Przychody ze sprzedaży grupy Wittchen, producenta m.in. markowych torebek skórzanych, wyniosły 75,6 mln zł w pierwszych sześciu miesiącach 2017 r. i były wyższe o 21 proc. w skali roku - poinformowała spółka.
Ze sprzedaży detalicznej, czyli w sklepach pod marką firmy i w internecie przychody wyniosły w pierwszym półroczu 65,9 mln zł i były wyższe o 23 proc. rok do roku. Dużo gorsza dynamika widoczna była w segmencie tzw. business to business (B2B) a co nie jest tajemnicą są to głównie przychody ze współpracy z siecią Lidl.
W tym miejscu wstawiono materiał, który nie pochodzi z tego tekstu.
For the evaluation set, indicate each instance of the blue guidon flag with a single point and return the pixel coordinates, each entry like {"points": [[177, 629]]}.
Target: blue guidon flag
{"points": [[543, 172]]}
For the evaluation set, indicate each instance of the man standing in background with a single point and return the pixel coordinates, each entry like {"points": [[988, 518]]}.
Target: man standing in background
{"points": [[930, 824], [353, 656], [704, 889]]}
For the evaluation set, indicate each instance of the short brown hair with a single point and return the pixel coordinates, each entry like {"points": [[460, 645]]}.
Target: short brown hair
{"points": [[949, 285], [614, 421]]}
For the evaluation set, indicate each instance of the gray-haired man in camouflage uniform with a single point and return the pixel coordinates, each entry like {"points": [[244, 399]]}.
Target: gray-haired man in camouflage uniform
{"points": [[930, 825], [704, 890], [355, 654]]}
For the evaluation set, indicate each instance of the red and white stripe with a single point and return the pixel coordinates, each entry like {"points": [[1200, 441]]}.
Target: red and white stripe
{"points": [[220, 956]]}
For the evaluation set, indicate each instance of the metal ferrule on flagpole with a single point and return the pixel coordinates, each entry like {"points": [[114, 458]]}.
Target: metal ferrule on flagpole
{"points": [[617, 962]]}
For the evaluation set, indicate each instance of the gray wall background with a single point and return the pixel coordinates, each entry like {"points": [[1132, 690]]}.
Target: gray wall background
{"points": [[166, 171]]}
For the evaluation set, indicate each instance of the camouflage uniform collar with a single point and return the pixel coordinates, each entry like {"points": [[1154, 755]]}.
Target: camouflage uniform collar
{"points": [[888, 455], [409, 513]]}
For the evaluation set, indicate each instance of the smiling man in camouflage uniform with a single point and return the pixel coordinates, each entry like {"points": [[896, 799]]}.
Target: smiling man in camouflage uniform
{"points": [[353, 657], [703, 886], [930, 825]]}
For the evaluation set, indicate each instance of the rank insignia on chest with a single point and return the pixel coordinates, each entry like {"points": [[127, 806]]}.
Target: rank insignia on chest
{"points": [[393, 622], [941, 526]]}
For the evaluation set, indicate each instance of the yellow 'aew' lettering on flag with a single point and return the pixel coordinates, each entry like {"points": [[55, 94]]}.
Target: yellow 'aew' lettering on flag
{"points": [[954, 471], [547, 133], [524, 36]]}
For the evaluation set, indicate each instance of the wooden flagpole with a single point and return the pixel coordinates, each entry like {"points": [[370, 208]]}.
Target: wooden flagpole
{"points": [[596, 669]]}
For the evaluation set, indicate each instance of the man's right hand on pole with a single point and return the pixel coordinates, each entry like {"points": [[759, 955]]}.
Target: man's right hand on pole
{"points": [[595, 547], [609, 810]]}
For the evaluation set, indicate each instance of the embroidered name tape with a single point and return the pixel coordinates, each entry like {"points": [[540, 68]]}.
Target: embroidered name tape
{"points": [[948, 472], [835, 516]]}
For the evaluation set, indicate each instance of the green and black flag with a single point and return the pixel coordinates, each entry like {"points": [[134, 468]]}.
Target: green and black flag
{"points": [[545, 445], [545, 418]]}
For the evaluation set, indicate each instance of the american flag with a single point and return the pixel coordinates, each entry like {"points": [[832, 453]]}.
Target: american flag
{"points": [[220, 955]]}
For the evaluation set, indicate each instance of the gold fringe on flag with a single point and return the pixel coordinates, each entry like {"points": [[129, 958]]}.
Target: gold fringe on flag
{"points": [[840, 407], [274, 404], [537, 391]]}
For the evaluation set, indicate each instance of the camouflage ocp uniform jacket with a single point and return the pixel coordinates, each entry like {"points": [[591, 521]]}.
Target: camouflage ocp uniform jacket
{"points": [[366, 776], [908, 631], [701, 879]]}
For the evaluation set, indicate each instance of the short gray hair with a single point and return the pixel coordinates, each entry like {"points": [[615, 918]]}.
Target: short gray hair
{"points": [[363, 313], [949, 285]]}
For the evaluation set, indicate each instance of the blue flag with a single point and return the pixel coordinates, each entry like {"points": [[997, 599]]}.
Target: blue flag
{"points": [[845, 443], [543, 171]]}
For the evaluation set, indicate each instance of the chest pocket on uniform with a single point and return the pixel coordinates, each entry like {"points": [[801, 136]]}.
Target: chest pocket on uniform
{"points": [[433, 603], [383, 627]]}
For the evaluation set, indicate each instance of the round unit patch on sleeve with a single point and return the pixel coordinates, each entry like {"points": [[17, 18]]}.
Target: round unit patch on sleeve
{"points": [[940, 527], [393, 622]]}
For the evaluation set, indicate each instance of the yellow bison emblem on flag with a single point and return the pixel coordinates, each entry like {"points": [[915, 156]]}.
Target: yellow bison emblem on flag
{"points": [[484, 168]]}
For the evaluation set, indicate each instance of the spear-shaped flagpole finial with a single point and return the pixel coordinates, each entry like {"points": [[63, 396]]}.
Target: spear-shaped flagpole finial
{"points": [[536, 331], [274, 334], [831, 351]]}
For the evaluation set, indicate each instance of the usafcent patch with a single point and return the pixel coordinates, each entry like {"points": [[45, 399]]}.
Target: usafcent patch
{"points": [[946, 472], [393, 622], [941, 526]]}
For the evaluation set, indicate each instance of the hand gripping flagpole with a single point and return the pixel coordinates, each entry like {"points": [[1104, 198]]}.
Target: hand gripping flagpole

Osiągnęły one poziom 9,4 mln zł w pierwszych sześciu miesiącach roku i były wyższe o 11 proc. w porównaniu z ubiegłym rokiem. Jak widać tempo wzrostu jest o wiele niższe niż ogółu przychodów spółki, co świadczy o tym, że Lidl przynajmniej w tym roku nie był kluczowy dla rozwoju Wittchena.
Zobacz również: Rząd rusza na wojnę z foliowymi torbami w sklepach
Z informacji w raportach Wittchena wynika, że sprzedaż do Lidla dała w ubiegłym roku polskiej firmie 10,8 proc. całorocznych przychodów. Rok wcześniej było to 11,7 proc. Jednak w informacjach od początku bieżącego roku podano, że kontrakty z siecią dyskontów wzrosły o jedną czwartą. Większość będzie realizowana najwyraźniej w drugiej połowie roku.
Łączne zamówienia Lidla wynoszą 26,8 mln zł na cały rok. W ubiegłym roku było to 21,4 mln zł, choć ostatecznie realna sprzedaż doszła do poziomu "tylko" 18,3 mln zł.
Wittchen jest sprzedawcą dodatków i akcesoriów skórzanych. Prowadzi także sprzedaż obuwia i odzieży skórzanej oraz akcesoriów podróżnych. Spółka jest notowana na GPW od 2015 r. Jej skonsolidowane przychody ze sprzedaży sięgnęły 170 mln zł w 2016 r.